Is this a valid solution? I have not seen the limit definition for big-O used much and wonder if this is a good application for it. The TA says that taking $h$ to infinity is improper because it represents the grid spacing, but can't we just adjust $b$ and $a$ to make that happen?
Note: I understand that a proof like Ian's is generally the way this is done. I'm specifically seeking comments about my approach here.
This looks a bit long to me for a proof like this. First of all, it is enough to just look at one subinterval, so you are comparing $\int_a^b f(x) dx$ and $\frac{f(a)+f(b)}{2}$. Then just sum up the errors, being careful to remember that the number of summands depends on $h$. For simplicity then let me denote the interval by $(0,h)$.

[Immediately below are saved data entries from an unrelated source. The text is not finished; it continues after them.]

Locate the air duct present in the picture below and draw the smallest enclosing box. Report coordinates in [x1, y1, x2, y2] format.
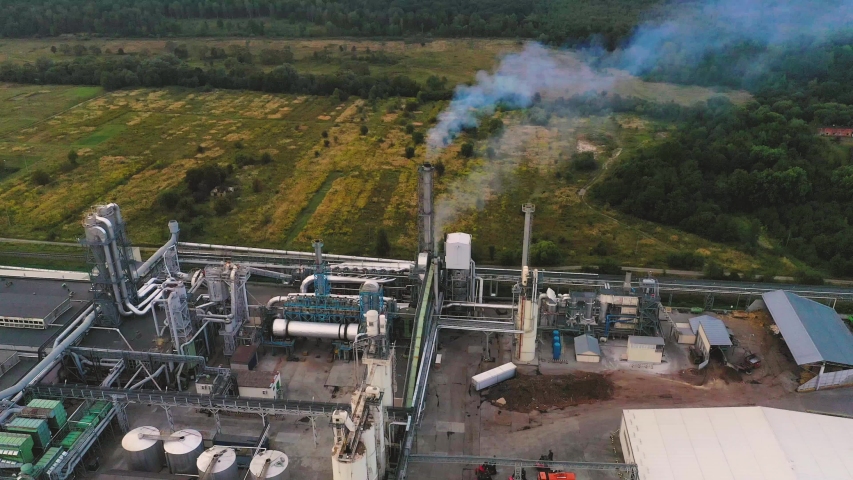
[272, 319, 359, 341]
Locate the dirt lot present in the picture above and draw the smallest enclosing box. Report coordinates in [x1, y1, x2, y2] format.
[484, 372, 614, 412]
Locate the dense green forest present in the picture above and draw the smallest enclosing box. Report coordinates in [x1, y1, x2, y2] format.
[0, 0, 662, 46]
[595, 37, 853, 277]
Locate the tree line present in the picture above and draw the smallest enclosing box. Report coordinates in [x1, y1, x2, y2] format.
[0, 0, 662, 47]
[0, 53, 452, 100]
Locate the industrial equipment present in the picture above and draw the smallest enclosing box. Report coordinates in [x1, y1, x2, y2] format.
[249, 450, 289, 480]
[122, 426, 166, 472]
[163, 429, 204, 474]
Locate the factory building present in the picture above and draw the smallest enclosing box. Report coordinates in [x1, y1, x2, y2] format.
[573, 335, 601, 363]
[626, 336, 665, 363]
[620, 406, 853, 480]
[762, 290, 853, 391]
[236, 371, 282, 399]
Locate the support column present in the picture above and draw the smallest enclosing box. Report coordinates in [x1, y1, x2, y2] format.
[111, 396, 129, 433]
[163, 406, 175, 432]
[214, 410, 221, 434]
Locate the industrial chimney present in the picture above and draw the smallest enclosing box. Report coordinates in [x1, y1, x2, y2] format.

As for the error on one subinterval, recall that the trapezoidal rule exactly integrates linear functions. Thus you are really dealing with
$$\int_0^h f(x)-\left ( f(0) + \frac{f(h)-f(0)}{h} x \right ) dx.$$
Now write $f(x)=f(0)+f'(0)x+O(h^2)$ to get
$$\int_0^h f(0)-f(0)+f'(0)x+\frac{f(h)-f(0)}{h} x + O(h^2) dx = \int_0^h f'(0) x + \frac{f(h)-f(0)}{h} x dx + O(h^3).$$
Now finish by showing that $\frac{f(h)-f(0)}{h}-f'(0)=O(h)$ and using the simple fact that $\int_0^h x dx = h^2/2$.
This technique of writing the quadrature rule as the exact integral of a "nearby" function is very widely applicable, and similar things show up in other areas of numerical analysis too.